Canadian fiction and nonfiction writer (born 1976)

Naomi K. Lewis (born 1976 in London, England) is a Canadian fiction and nonfiction writer who resides in Calgary, Alberta. She was a finalist for the 2019 Governor General's Literary Award for non-fiction.

== Life and career ==
Lewis was born in London, and grew up near Washington, D.C. and in Ottawa. Her sister and brother-in-law are the artists Chloe Lewis and Andrew Taggart, and her great-uncle was the poet and artist Izrael Lejzerowicz. Lewis lived in Toronto, Fredericton and Edmonton, and completed degrees in philosophy and English literature, before settling in Calgary. She served as writer-in-residence both at the Calgary Public Library in 2011, and at the University of New Brunswick in 2015. Lewis was an associate editor of Alberta Views magazine from 2012 to 2015.

== Works ==
Lewis's first novel, Cricket in a Fist, was published by Goose Lane Editions in 2008. Lewis's story, "The Guiding Light" won the 2007 Fiddlehead fiction contest and appeared in McClelland and Stewart's 2008 Journey Prize Anthology. Lewis' collection of short stories I Know Who You Remind Me Of won the 2012 Colophon Prize, from Great Plains Publishing. Lewis's 2011 Alberta Views article "The Urge to Purge", about detox diets, was shortlisted for a 2011 Canadian National Magazine Award, as was her 2014 article "A Bridge Too Far: The Story of My Big Jewish Nose." With Calgary writer Rona Altrows, she edited an anthology of essays and poetry about shyness entitled Shy, published by the University of Alberta Press in 2013.

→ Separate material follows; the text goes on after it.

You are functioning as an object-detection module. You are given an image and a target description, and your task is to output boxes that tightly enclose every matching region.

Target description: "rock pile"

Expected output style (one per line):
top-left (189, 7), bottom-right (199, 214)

Lewis also co-wrote In Case of Fire, a 2010 memoir about Edmonton burn survivor and workplace safety advocate Spencer Beach.

More recently, Lewis's 2019 memoir Tiny Lights for Travellers won Alberta's Wilfrid Eggleston Award for Nonfiction, the Vine Award for Canadian Jewish Literature (nonfiction), and the Pinsky Givon Family Prize for Nonfiction, a Western Canada Jewish Book Award. It was a finalist for the Governor General's Literary Award for Non-Fiction and the W.O. Mitchell City of Calgary Book Award.